Le due cariche, di candidato sindaco e segretaria comunale, sono state azzerate una settimana fa, con i pieni poteri sulla Riviera passati nelle mani dello stesso Ciccioli. “La prima cosa che conta è il principio di realtà – dice – cioè capire come stanno le cose e a quelle dare una soluzione. Le reazioni a corto circuito non sono costruttive, sono infantili e danno risultati effimeri”.

La rivoluzione in Fdi viene motivata come il tentativo di non regalare la città alla Sorge e a Di Francesco: “Lo spazio della protesta senza capacità amministrativa ce l’ha già Movimento Cinque Stelle, come a Livorno , Parma , Chioggia e Gela dove i grillini hanno vinto e non riescono a governare. Assai poco ne rimane a destra, con tutta la buona volontà del caso.

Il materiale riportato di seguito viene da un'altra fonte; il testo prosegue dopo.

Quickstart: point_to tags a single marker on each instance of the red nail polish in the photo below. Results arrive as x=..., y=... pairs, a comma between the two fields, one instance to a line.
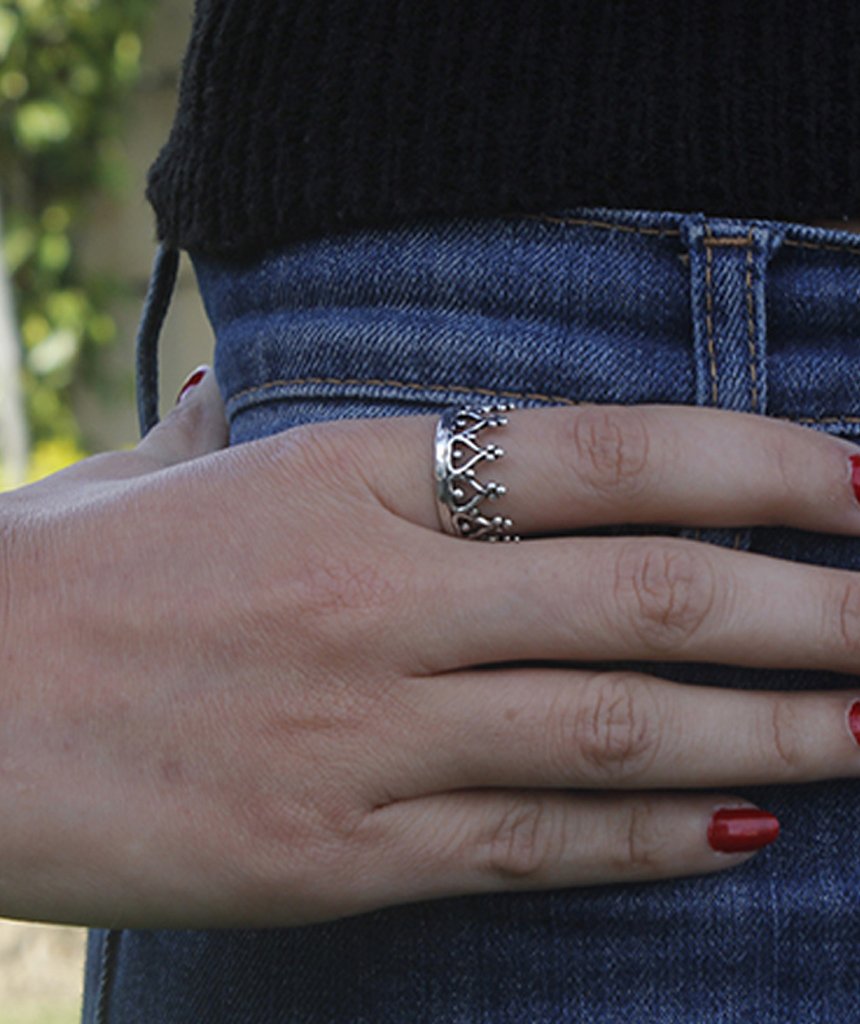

Stiamo lavorando ad un candidato nuovo che rappresenti appunto la società di San Benedetto. Se c’è buona fede al primo o secondo turno, obbligatoriamente ci ritroveremo. Inutile disperdere le energie ed i voti. C’è però un dato: né De Vecchis né la Sanavia si son visti prima delle Regionali quando quelli che c’erano hanno sfiorato da soli in città il 6%. Ogni adesione è ben vista, anzi sollecitata. Ma Fdi-An non è un taxi da prendere quando serve, per poi scendere arrivati a destinazione”.

Nei prossimi giorni è prevista l’assemblea cittadina del partito. Ciccioli intende riunire “chi crede in una politica per vincere le elezioni”. Ma in settanta sono già fuoriusciti.